Im Übrigen haben nicht nur der Präsident, sondern auch die belarussische Bevölkerung längst Gefallen an ihrer Unabhängigkeit gefunden. Inzwischen wich Lukaschenko sogar von seiner bisherigen Regel ab, die belarussische Sprache bei öffentlichen Auftritten prinzipiell zu vermeiden. Er präferiert an sich das Russische, die andere offi­zielle Staatssprache von Belarus. Kulturell stehen sich die beiden Länder sehr nahe und das russische Staats­fernsehen erreicht mit seinen Botschaften mehr Menschen, als dies in anderen Staaten mit einer russischen Minderheit der Fall ist. Die Meinungsbildung wird somit stark beeinflusst, aber die lange Zeit, die seit dem Zerfall der Sowjetunion vergangen ist, hat deutlich gezeigt, dass man auch ohne eine Union mit Russland auskommen und von freundschaftlichen Verhältnissen profitieren kann.

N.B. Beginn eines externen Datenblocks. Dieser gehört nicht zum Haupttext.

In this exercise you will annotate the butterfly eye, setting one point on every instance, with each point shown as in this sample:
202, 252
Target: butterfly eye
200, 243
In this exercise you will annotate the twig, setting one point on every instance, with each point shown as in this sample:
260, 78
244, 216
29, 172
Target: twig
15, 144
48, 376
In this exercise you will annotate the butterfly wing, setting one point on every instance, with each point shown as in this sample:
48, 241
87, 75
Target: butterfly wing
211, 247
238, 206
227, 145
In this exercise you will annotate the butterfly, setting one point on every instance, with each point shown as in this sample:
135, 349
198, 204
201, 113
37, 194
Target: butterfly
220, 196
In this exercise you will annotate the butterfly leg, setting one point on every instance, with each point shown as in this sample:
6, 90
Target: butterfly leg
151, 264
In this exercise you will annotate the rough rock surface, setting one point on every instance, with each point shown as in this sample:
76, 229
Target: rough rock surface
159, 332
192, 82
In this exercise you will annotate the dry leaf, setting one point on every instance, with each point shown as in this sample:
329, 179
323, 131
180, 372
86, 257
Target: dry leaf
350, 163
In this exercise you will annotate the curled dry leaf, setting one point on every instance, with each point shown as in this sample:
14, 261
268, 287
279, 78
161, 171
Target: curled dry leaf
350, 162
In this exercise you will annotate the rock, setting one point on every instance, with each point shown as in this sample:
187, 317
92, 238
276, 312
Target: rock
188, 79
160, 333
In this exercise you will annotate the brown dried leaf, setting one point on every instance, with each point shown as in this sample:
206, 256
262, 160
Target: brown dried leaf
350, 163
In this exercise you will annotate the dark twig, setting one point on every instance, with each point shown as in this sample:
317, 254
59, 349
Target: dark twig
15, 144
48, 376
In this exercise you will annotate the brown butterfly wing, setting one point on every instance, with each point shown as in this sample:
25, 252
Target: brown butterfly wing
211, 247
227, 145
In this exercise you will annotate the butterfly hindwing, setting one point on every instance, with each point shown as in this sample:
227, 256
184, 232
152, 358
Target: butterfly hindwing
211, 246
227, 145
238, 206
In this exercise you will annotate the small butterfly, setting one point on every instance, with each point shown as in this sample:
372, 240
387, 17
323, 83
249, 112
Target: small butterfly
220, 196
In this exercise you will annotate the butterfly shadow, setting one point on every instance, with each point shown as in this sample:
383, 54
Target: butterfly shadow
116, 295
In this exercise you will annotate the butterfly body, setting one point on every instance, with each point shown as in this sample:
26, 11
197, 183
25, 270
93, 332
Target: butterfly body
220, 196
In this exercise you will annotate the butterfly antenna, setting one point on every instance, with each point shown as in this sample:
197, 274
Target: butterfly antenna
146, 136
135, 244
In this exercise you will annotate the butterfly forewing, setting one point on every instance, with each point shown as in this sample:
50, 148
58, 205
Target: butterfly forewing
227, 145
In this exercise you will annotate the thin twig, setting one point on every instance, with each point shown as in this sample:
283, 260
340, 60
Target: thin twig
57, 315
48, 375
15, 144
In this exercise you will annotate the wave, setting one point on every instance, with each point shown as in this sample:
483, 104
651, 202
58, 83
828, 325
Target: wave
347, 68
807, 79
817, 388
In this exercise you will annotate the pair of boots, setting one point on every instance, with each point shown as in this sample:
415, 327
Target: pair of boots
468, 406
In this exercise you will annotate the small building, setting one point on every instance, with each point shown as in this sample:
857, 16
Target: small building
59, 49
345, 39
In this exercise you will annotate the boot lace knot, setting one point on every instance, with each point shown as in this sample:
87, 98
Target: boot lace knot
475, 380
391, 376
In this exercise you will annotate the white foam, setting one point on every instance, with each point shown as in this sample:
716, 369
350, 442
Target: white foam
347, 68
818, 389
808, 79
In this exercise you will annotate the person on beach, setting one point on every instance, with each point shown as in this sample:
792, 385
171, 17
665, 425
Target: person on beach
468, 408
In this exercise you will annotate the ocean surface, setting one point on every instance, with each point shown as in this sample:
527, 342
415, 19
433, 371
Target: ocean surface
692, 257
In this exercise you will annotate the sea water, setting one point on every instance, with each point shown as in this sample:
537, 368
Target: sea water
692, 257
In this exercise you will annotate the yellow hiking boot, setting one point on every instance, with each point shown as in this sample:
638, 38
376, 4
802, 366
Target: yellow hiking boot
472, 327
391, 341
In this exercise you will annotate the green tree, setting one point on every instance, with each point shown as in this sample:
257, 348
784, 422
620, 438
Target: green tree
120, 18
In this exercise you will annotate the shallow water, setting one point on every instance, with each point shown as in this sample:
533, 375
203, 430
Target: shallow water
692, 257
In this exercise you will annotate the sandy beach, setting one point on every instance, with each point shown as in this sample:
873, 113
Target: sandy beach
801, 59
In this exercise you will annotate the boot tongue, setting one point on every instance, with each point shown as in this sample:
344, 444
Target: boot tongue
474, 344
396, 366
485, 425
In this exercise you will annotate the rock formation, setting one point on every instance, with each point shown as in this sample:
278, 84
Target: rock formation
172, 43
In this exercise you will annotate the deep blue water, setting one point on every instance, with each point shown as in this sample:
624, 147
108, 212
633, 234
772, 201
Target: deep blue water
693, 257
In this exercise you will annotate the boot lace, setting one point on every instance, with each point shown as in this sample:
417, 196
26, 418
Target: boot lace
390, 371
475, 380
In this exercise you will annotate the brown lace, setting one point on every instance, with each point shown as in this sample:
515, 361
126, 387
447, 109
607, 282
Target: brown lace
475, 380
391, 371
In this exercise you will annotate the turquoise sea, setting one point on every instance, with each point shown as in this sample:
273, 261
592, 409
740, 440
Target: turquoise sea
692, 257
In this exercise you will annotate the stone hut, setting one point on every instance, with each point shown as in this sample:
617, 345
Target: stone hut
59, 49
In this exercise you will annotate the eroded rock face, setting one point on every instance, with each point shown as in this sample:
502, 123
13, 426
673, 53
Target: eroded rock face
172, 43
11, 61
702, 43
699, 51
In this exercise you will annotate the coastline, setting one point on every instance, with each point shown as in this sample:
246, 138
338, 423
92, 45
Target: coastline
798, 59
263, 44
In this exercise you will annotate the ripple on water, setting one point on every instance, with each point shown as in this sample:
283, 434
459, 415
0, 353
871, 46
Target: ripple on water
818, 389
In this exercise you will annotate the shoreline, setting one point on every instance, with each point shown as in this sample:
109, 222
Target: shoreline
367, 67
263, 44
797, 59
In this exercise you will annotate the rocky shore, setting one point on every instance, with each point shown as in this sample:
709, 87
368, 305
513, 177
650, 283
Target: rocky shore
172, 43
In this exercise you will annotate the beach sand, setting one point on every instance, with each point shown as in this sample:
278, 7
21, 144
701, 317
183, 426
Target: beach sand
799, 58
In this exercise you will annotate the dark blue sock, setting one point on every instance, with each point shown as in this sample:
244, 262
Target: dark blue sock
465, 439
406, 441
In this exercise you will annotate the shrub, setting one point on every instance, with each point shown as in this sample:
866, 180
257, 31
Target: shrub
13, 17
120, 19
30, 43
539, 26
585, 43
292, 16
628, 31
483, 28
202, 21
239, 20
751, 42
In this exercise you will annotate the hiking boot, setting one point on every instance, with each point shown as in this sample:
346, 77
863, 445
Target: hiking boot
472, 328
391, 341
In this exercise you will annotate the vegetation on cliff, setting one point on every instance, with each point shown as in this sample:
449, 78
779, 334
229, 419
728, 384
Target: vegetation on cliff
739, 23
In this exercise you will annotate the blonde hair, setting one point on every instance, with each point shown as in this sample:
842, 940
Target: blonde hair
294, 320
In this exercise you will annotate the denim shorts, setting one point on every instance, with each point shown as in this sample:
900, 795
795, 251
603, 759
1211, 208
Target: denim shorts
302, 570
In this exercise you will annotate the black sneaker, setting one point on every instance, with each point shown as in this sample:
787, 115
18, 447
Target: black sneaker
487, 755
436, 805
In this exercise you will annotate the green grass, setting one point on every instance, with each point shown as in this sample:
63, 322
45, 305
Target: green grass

Ob dies so bleiben wird, ist eine offene Frage. Konfliktpotential gibt es zuhauf, beispielsweise wegen des Erlasses Lukaschenkos, der EU-Bürgerinnen und Bürgern seit 2017 unter bestimmten Bedingungen einen visumfreien Kurzaufenthalt in Belarus ermöglicht. Die Krux an der Sache ist, dass nach wie vor keine klaren Grenzregelungen existieren. Menschen mit russischem oder belarussischem Pass haben dem Unionsvertrag zufolge freie Wohnortwahl. Die belarussische Regierung kümmert es wenig, ob auch weiter gen ­Osten reist, wer keinen belarussischen oder russischen Pass hat. Die russische Regierung ­hingegen ist darüber erbost und verhindert vermehrt Einreisen von Ausländern auf dem Landweg über Belarus. Ein Eklat nach dem anderen folgte. Im Frühjahr zog Russland seinen Botschafter Michail Babitsch aus Minsk zurück, nachdem sich das belarussische Außenministerium darüber beschwert hatte, dass Babitsch in Hinblick auf Belarus keinen Unterschied sehe zwischen einer russischen Region und einem unabhängigen Staat. Noch vor zwei Jahren bezeichnete Lukaschenko seinen Amtskollegen Putin als Bruder, mittlerweile sind die beiden nur noch »Partner«.